Je signalerai en finissant un phénomène étonnant étudier par Maurice Roth, un de mes élèves particulièrement brillant : il déroula une bande plastique d'environ 100 mètres de long et d'un mètre de large verticalement au niveau des zones florales de la luzerne. Le plastique, enduit d'un insecticide, ne dépassait les fleurs que de cinquante centimètres ; il traita alors par un insecticide une bande de luzerne d'un mètre de large, d'un des côté de la toile et non de l'autre. Il pensait que la zone dépeuplée se repeuplerait très vite. Elle se repeupla au contraire très lentement comme nous le montrèrent nos pièges. On constata que beaucoup de petits insectes volent au niveau des fleurs mais pas beaucoup plus haut : ils ne peuvent dépasser la bande plastique qui les surmonte de quelques dizaines de centimètres. Ce phénomène de comportement doit pouvoir être utilisé dans la lutte contre les insectes des cultures.

Précautions indispensables

Il existe quelques difficultés que je n'ai pu surmonter jadis mais on doit pouvoir leur trouver maintenant une solution.

La première est le problème de la glu. Ce produit de fabrication surtout artisanale est d'une composition et surtout d'un mode de préparation mal définis, mais il a le pouvoir de rester collant pendant de longs jours sans se dessécher.

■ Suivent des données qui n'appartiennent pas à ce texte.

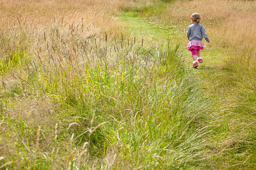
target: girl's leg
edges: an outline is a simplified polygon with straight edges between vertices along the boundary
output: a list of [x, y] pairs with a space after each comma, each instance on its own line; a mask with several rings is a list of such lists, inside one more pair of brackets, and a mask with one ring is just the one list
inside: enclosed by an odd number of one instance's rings
[[202, 57], [201, 57], [201, 50], [200, 49], [197, 50], [197, 60], [198, 60], [198, 62], [199, 63], [203, 62], [203, 58], [202, 58]]
[[198, 61], [197, 57], [196, 56], [197, 51], [196, 49], [191, 49], [191, 52], [192, 54], [192, 58], [193, 60], [192, 68], [196, 68], [198, 66]]
[[196, 56], [197, 51], [196, 49], [191, 49], [191, 53], [192, 54], [193, 61], [195, 61], [197, 60], [197, 57]]
[[200, 49], [197, 50], [197, 57], [201, 57], [201, 50]]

Il est prudent avant de commencer ce type de recherche de s'approvisionner en quantité suffisante de glu ; mais dans la gamme immense des adhésifs actuels, on doit pouvoir trouver des préparations collantes d'une qualité analogue - encore faut-il qu'elles ne soient pas répulsives pour les insectes et qu'elles restent collantes indéfiniment- ; il faut aussi bien sur qu'un solvant puisse les enlever à volonté.

La seconde difficulté est systématique. J'ai déjà signalé le rareté des spécialistes pour toute une série de micro-insectes qui n'intéressent pas le collectionneur, car il ne les voit pas. Eh bien! Il se trouvera sans doute de jeunes systématiciens intéressés par des êtres vivants qui jouent un si grand rôle en tant que parasites d'insectes par exemple.

Il y a donc dans ces recherches rien qui ne soit impraticable pour des jeunes isolés et sans moyens. On a envoyé le radeau des cimes en Amazonie, à la découverte de la faune inconnue de la cime des grands arbres. Je remarque que la faune des cimes des sapins de la forêt des Vosges, sous mes fenêtre, est non moins inconnue, et qu'on pourrait l'explorer à moindre frais.

Et qu'enfin à nos pieds le champ cultivé, ce vieux compagnon de l'homme recèle toute une faune dont le comportement nous est pratiquement inconnu. Son étude est pourtant facile et conditionnerait en grande partie des méthodes de lutte non empiriques.

Je souhaite que de jeunes enthousiastes puissent entreprendre ce travail puisqu'il est réalisable sans crédits ni moyens d'aucune sorte, mais avec une forte dose de patience et de persévérance.